Maitri India provides food and shelter to more than 150 elderly abandoned women in Vrindavan
Maitri India’s old age home offers a safe, hygienic, and comfortable home for 150 elderly widows.
A holy city in Uttar Pradesh, Vrindavan is popularly known as the ‘city of widows’. There are approximately 15,000 to 20,000 widows in Vrindavan. Every year, widows move into this city from nearby towns and surrounding areas, after being abandoned by their families. Many elderly women, who come from as far as West Bengal and Assam, suffer from poverty, isolation, and social exclusion.
Maitri India, a Delhi-based NGO, is working towards the empowerment of these widows and the elimination of the discrimination and violence that millions of widows face on a daily basis.

Project Jeevan
According to the 2011 Census report, there are about 56 million widows in India. The plight of widows in the country remains deplorable, given the fact that widows are often deprived of the most basic rights in the country, be it social, political, personal or economic rights. In particular, many elderly widowed women are often denied even basic rights such shelter and food, after being abandoned by their families.

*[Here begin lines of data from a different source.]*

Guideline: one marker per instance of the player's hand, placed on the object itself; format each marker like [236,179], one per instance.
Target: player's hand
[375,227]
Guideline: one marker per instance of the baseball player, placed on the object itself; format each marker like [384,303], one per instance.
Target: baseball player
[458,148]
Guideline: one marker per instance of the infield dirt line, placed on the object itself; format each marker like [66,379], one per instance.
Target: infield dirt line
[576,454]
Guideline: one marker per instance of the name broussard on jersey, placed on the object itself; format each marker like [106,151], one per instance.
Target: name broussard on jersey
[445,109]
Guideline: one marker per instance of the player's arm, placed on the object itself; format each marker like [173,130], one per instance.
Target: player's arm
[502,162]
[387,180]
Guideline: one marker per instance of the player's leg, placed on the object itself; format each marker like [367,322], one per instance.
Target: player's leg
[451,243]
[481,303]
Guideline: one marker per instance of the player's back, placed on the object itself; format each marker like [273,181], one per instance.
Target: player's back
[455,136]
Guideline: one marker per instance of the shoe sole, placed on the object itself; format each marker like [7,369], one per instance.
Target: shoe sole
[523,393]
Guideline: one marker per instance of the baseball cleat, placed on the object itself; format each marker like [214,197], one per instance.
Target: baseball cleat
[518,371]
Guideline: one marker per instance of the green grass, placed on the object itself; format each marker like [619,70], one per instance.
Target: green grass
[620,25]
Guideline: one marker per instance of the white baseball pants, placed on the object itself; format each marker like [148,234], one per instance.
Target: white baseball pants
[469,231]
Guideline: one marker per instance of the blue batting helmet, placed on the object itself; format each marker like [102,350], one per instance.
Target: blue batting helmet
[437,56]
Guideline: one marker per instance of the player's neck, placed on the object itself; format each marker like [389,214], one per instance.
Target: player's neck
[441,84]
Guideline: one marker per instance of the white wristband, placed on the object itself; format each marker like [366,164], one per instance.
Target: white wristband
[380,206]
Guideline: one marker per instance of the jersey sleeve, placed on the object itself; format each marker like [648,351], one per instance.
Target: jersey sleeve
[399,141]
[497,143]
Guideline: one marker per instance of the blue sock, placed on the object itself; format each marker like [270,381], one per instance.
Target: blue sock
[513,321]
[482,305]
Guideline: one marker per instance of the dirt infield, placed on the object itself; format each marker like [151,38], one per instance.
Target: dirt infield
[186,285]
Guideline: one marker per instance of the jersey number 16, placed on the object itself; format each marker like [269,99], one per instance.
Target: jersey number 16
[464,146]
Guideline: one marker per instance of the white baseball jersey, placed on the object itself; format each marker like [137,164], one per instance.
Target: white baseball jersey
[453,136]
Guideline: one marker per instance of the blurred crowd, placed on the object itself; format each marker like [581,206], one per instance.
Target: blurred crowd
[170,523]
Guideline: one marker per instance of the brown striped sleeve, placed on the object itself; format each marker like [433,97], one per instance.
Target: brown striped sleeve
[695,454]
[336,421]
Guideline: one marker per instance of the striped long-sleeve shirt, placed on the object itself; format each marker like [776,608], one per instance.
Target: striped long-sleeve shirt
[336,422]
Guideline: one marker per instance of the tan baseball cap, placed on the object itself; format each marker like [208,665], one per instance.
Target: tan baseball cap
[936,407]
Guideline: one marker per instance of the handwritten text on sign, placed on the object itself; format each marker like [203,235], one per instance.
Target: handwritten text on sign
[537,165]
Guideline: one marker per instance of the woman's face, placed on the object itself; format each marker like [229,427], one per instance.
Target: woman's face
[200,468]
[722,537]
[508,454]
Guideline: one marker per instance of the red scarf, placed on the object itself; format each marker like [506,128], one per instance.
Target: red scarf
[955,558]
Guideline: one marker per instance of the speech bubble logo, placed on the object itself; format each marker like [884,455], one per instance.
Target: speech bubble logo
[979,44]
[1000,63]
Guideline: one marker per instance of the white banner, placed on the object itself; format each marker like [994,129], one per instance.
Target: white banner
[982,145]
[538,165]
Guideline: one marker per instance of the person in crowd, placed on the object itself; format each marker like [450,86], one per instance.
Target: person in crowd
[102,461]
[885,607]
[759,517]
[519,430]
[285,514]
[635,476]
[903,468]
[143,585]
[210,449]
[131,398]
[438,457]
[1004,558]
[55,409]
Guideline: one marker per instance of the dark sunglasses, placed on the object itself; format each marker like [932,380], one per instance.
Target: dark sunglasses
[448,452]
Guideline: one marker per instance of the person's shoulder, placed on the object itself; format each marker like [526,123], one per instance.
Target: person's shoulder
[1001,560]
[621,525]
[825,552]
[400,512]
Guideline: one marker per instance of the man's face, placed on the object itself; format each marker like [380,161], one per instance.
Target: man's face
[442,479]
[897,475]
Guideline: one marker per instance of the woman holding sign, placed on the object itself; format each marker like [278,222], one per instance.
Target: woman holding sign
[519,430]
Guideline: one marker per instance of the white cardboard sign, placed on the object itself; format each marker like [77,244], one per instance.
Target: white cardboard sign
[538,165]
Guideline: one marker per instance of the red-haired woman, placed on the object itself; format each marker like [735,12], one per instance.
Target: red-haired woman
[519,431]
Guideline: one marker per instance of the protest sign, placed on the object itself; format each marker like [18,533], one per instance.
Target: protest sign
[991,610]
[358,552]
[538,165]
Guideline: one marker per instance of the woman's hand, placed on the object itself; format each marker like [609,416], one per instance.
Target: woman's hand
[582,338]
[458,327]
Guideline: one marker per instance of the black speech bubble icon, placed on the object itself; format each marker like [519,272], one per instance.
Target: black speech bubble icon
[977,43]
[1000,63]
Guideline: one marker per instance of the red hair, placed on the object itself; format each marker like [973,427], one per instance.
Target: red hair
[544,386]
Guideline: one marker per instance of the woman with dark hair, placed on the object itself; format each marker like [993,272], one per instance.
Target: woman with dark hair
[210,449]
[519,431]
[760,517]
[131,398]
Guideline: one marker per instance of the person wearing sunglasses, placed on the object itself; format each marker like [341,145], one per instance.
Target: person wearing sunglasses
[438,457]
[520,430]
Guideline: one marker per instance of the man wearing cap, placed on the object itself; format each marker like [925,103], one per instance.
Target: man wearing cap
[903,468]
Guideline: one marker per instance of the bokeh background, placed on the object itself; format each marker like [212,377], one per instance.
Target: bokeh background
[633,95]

Thousands of such women come to the holy city of widow to spend the rest of their lives in the shanties of Vrindavan. Most of these women, because of social norms, believe that their husband died because of the sins they have committed. Some come to wash their sins.
Maitri India was founded in 2005 by Lt. General Bhopinder Singh and Winnie Singh, with the vision to provide some of the marginalised population with identity, dignity, and respect. In 2010, Maitri India started Project Jeevan, a programme for the abandoned, destitute, and elderly widows in Vrindavan. Since then, Maitri has been helping and engaging with more than 500 widows in providing nutrition, healthcare, education on their rights, and access to Citizenship Rights.
Maitri India runs an old age home which offers a safe, hygienic, and comfortable home for 150 elderly widowed women in two locations of Vrindavan. It provides them essentials for life including daily meals, nutritional supplements, clothing, and healthcare.

The organisation has been helping women obtain their voter ID cards, ration cards, other government certificates, and state government benefits such as widows’ pension. The organisation runs the Maitri Nutrition Programme, where the enrolled widows are provided with free, daily mid-day meals.
Maitri India also provides medical assistance to the widows in the form of health checkups twice a week and specialised checks periodically. It has so far provided 47 widows with cataract surgeries and 72 women have been provided with prescription glasses. Maitri has also facilitated cancer treatment for three widows from a hospital in Agra including chemotherapy, radiotherapy, and medications.

Color the Whites
A crowdfunding campaign is being run to raise funds for providing additional facilities to the widows of Vrindavan. The funds will go into providing an additional 100 widows with meals and health supplements and enabling access to general and multi-specialty healthcare. In addition, the project will help increase their socio-economic independence by facilitating access to citizenship rights and opportunities for vocational training, skill enhancement, and employment.
The organisation, with the additional funds, soon hopes to start a sewing unit where they will learn how to stitch a simple cloth bags, creating an employment opportunity for them.